Most thyroid nodules do not require surgery. The primary indications for thyroidectomy are suspicion of cancer, large size, substernal location (nodules that grow inferiorly into the chest), or symptoms (throat pressure, difficulty swallowing, respiratory distress, or cosmetic disfigurement from a visible goiter). Over-functioning nodules are sometimes best treated by surgery, as well.
The most important tests to evaluate a thyroid nodule are a TSH level (a blood test that evaluates the function of the gland) and a fine needle aspiration (FNA) biopsy to evaluate the nodule for malignancy. Although FNA is highly accurate, it is not 100% accurate in making a diagnosis. FNA is usually performed in our office, but for smaller nodules and others that are difficult to palpate, the biopsy is done by the radiologists under ultrasound guidance. There are some types of thyroid nodules (follicular tumors) where FNA cannot distinguish benign from malignant nodules- these nodules are usually best managed by thyroidectomy.
Many patients with diseased thyroids have safe, effective treatment options. At the Northwest Thyroid and Parathyroid Center, Dr. Shatul Parikh offers certain patients the option of an endoscopic thyroidectomy. This procedure offers thyroid surgery in a way that can dramatically reduce the size of their neck incisions and speed recovery.
In endoscopic thyroidectomy Dr. Parikh works through an incision about one-third of the normal incision. Dr. Parikh is the only surgeon in the metro-Atlanta area that provides this option to his patients.
With the use of video cameras and slender instruments during surgery, Dr. Parikh is able to gain access to the thyroid gland by pushing muscles aside rather than cut through them. Not only does this allow for a significantly smaller incision, but decreased post-operative pain and risk of bleeding. Video monitoring equipment attached to the endoscope magnifies the anatomy about 20 times allowing for safe and effective removal of the diseased thyroid gland. The average time for surgery for endoscopic thyroidectomy is 45 minutes, and most patients who undergo this procedure go home within a few hours of the surgery and return to work within 3-5 days after surgery.

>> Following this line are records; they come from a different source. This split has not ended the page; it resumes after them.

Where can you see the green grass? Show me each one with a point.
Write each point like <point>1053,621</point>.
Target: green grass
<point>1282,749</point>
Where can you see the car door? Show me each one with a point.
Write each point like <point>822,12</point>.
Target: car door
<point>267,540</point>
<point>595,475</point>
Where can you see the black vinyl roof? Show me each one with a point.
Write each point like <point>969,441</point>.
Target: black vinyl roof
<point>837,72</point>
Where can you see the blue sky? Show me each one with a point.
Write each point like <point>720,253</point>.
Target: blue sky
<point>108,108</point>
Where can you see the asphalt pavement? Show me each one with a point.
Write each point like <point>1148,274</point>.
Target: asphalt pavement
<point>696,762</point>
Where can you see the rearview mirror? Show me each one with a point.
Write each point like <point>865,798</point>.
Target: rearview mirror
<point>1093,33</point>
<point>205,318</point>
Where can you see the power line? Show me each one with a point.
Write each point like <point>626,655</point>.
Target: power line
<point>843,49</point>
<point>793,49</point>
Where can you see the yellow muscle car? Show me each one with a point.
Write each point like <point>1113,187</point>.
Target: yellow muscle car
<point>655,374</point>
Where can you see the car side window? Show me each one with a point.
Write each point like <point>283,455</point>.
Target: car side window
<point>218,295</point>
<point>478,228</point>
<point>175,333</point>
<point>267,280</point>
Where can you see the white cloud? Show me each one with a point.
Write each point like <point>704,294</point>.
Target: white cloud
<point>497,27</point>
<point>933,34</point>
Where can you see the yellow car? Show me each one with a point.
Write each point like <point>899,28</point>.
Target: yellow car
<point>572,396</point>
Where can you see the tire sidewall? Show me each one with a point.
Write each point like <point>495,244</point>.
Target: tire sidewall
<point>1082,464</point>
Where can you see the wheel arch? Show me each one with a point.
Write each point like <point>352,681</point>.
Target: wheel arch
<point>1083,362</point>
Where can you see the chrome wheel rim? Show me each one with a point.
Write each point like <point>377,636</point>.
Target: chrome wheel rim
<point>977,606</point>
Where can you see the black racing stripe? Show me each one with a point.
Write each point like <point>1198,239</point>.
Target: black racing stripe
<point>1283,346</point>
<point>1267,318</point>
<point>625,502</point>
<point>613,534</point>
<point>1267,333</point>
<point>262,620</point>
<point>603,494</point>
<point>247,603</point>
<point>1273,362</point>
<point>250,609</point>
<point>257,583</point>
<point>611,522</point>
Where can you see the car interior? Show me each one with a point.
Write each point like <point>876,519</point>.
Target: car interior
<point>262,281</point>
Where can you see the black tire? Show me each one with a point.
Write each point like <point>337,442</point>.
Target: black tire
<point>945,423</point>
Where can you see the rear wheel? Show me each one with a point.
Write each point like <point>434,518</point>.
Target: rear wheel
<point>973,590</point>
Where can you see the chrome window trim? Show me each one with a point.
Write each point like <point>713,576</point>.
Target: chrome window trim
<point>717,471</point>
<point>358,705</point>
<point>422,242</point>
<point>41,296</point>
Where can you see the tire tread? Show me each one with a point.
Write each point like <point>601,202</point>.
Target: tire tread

A thyroidectomy is an operation that removes part or all of the thyroid gland. The most common indications for this operation are suspicion of malignancy, large nodules, substernal nodules (nodules that grow inferiorly into the chest), and nodules that cause symptoms (throat pressure, difficulty swallowing or breathing, or nodules so large they cause cosmetic disfigurement). Occasionally hyperthyroidism is treated surgically. The three most common types of thyroidectomy are total, subtotal (removes most of the gland), and hemi (removes one lobe of the thyroid). The extent of the operation depends upon the nature and extent of the pathology.
The patient is usually admitted on the morning of surgery, and the operation is done under general anesthesia. It generally takes about 1- 2 hours to perform, and is done through a horizontal incision (usually placed within a skin crease) in the low, anterior neck. Recovery is usually rapid- most patients are ambulatory the day of surgery, and most experience little or no pain after the first 24 hours. Most return to work with no restrictions within 1 week of surgery.